Mine says hello... Great watch. Only +2 secs per day.









Enviado desde mi iPhone utilizando Tapatalk


----------



## Quartersawn (Nov 20, 2008)

stilren said:


> heres mine next my old skx. the turtle is one of the best watches i have owned. love it.


The bezel looks roughly the same size. How does it wear compared to the SKX? Except for perhaps being a tiny bit tall the SKX009 is a great fit on my wrist. If it wears similar I might end up getting a 773 or maybe the PADI this summer.


----------



## stilren (Jan 25, 2015)

Saxon007 said:


> The bezel looks roughly the same size. How does it wear compared to the SKX? Except for perhaps being a tiny bit tall the SKX009 is a great fit on my wrist.
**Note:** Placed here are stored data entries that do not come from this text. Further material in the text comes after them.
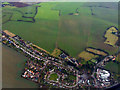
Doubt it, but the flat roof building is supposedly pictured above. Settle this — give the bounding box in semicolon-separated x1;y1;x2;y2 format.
3;30;16;37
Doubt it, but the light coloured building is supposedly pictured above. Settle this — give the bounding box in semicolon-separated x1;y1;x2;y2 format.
97;68;110;82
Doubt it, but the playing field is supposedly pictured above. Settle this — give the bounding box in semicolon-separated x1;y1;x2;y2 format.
49;73;58;81
2;2;118;58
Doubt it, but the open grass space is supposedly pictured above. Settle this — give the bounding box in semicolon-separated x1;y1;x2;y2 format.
77;7;91;16
86;48;108;56
2;12;12;24
51;48;62;57
2;19;59;53
104;27;118;46
13;5;37;17
57;15;118;57
49;73;59;81
93;7;118;24
116;53;120;62
35;3;59;20
2;2;120;88
104;61;120;74
69;75;76;80
91;59;97;63
2;2;10;5
63;75;76;83
2;3;59;53
2;2;118;58
52;2;84;16
2;4;37;22
78;51;98;61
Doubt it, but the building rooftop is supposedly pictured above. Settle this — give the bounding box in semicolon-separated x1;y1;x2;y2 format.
3;30;16;37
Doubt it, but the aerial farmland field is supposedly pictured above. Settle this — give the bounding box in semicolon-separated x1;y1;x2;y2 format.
2;2;120;89
2;2;118;58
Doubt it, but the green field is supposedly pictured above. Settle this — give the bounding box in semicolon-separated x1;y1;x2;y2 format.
93;7;118;24
78;51;98;61
104;61;120;74
2;2;10;5
104;27;118;46
2;4;41;22
51;48;62;57
116;54;120;62
2;12;12;24
52;2;84;15
35;3;59;20
69;75;76;80
57;15;118;57
63;75;76;83
49;73;58;81
2;2;118;58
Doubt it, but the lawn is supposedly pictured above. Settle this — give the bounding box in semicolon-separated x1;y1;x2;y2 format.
49;73;59;81
104;61;120;74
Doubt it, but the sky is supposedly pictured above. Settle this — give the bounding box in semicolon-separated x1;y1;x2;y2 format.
1;0;120;2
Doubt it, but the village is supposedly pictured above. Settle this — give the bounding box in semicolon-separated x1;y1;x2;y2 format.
1;30;119;89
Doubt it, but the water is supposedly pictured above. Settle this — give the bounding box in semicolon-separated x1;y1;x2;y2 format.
2;45;38;88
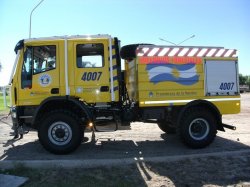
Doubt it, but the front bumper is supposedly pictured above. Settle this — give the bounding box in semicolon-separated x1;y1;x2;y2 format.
10;107;19;127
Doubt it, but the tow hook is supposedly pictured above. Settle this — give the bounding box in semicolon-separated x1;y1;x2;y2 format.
13;124;24;139
0;112;22;139
13;122;30;139
222;123;236;130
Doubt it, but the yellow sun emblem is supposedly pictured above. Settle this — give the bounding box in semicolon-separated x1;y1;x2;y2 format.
172;68;180;78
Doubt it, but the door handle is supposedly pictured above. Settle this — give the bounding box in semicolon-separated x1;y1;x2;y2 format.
30;91;49;96
100;86;109;92
51;88;59;94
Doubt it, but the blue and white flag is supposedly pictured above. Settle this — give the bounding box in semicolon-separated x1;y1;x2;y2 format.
146;63;199;85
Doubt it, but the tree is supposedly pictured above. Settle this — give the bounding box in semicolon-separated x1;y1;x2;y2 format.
239;74;247;85
246;76;250;88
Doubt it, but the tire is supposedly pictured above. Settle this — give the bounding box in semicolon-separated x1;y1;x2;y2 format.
38;110;83;154
157;122;176;134
120;44;153;60
178;107;217;148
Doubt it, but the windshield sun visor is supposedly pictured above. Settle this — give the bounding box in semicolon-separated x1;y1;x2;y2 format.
14;39;24;54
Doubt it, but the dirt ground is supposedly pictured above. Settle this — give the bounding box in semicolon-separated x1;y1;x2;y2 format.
0;93;250;186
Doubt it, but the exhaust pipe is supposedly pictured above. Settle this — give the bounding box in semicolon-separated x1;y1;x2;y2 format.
222;123;236;130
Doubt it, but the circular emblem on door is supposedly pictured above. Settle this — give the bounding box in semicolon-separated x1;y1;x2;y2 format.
39;74;52;87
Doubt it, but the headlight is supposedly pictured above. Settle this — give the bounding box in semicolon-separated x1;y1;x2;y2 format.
11;112;17;118
11;107;17;118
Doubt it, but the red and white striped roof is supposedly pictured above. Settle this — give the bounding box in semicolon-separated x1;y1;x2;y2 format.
136;46;237;58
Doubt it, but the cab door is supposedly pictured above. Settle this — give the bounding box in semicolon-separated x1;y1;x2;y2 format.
72;39;111;103
17;42;60;106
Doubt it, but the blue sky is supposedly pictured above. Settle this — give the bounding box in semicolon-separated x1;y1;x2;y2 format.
0;0;249;86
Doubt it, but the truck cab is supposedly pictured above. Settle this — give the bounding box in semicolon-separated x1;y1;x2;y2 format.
11;35;121;105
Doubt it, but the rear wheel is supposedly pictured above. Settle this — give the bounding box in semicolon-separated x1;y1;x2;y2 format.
38;110;83;154
157;122;176;134
178;107;217;148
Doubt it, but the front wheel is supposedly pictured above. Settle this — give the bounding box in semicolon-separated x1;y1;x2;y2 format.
38;110;83;154
178;107;217;148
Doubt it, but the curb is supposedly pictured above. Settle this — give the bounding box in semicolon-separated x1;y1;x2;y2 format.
1;149;250;169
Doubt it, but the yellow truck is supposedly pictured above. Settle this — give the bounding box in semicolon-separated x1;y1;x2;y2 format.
9;35;240;154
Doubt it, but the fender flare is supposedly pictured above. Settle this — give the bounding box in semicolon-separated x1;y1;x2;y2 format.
32;96;93;126
177;99;223;131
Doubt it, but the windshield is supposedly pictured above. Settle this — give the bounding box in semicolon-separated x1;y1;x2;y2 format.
9;50;20;85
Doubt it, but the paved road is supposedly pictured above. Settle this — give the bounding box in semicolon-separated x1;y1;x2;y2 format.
0;94;250;163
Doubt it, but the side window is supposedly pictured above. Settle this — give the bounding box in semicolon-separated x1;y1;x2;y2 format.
33;45;56;74
21;45;56;89
21;47;32;89
76;43;104;68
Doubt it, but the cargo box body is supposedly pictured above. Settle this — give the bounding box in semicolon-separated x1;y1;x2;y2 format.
125;45;240;115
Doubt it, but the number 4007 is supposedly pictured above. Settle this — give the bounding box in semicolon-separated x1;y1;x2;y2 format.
219;82;234;90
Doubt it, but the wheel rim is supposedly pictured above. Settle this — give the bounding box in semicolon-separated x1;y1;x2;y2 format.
189;118;209;140
48;121;72;146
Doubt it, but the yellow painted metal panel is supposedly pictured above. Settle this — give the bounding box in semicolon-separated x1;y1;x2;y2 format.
17;41;61;106
125;59;138;101
139;95;240;114
134;54;240;115
71;39;110;103
69;38;119;103
137;57;204;102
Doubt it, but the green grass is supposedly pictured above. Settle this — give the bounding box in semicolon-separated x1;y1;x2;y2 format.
0;94;10;114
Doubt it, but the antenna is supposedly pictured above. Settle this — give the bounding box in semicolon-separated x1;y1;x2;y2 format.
159;35;195;46
159;38;177;46
177;35;195;45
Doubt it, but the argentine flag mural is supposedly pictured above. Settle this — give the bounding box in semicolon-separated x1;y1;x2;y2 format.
146;63;199;85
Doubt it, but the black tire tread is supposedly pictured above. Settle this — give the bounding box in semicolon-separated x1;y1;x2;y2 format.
177;107;217;148
38;109;84;154
158;122;176;134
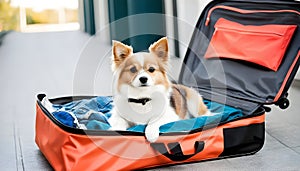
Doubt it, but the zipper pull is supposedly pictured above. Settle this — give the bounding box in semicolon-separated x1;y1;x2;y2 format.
213;28;217;35
205;5;223;26
205;17;210;26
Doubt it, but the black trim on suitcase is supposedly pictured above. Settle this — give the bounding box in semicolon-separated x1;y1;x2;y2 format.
220;123;265;157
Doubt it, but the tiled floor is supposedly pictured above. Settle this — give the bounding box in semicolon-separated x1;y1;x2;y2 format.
0;31;299;170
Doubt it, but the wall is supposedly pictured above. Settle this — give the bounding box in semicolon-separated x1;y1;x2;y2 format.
94;0;110;43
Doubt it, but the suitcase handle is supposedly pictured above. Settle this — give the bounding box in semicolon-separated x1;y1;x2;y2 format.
150;141;205;161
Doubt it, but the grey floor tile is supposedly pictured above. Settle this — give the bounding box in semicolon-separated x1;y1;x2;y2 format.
0;135;18;171
293;146;300;155
151;159;233;171
262;132;286;151
24;149;54;171
226;147;300;170
266;121;300;148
If it wears similar I might end up getting a 773 or maybe the PADI this summer.


you know it appears the bezel diameters are exactly the same, the turtle case flares our a couple mm on each side (hence the turtle shell description i suppose), the thickness and lug to lug measurements seem the same. because its proportions are more round it doesnt feel like 43mm. for my 6.5 wrist its definitely bigger than any watch i promised i would ever wear... BUT its too comfortable and cool looking not to wear. to answer you question - i wears very similar to the skx.


----------



## stilren (Jan 25, 2015)

Saxon007 said:


> The bezel looks roughly the same size. How does it wear compared to the SKX? Except for perhaps being a tiny bit tall the SKX009 is a great fit on my wrist. If it wears similar I might end up getting a 773 or maybe the PADI this summer.


you know it appears the bezel diameters are exactly the same, the turtle case flares our a couple mm on each side (hence the turtle shell description i suppose), the thickness and lug to lug measurements seem the same. because its proportions are more round it doesnt feel like 43mm. for my 6.5 wrist its definitely bigger than any watch i promised i would ever wear... BUT its too comfortable and cool looking not to wear. to answer you question - i wears very similar to the skx. here it is on wrist (with cat).


----------



## Ruggs (Apr 1, 2016)

Great looking watch for sure.


Sent from my iPhone using Tapatalk


----------



## ayung (Jul 12, 2012)

If i cannot get the key west.. Definitely getting the batman.. 









Coke









Sent from my LG-H815 using Tapatalk


----------



## Ruggs (Apr 1, 2016)

ayung said:


> If i cannot get the key west.. Definitely getting the batman..
> 
> 
> 
> ...


Which models are those?


----------



## ayung (Jul 12, 2012)

Ruggs said:


> Which models are those?


batman = srp787
coke = srp 789


----------



## Fyrdoc (Apr 1, 2006)

I got a SRP775 (Gold bezel).


----------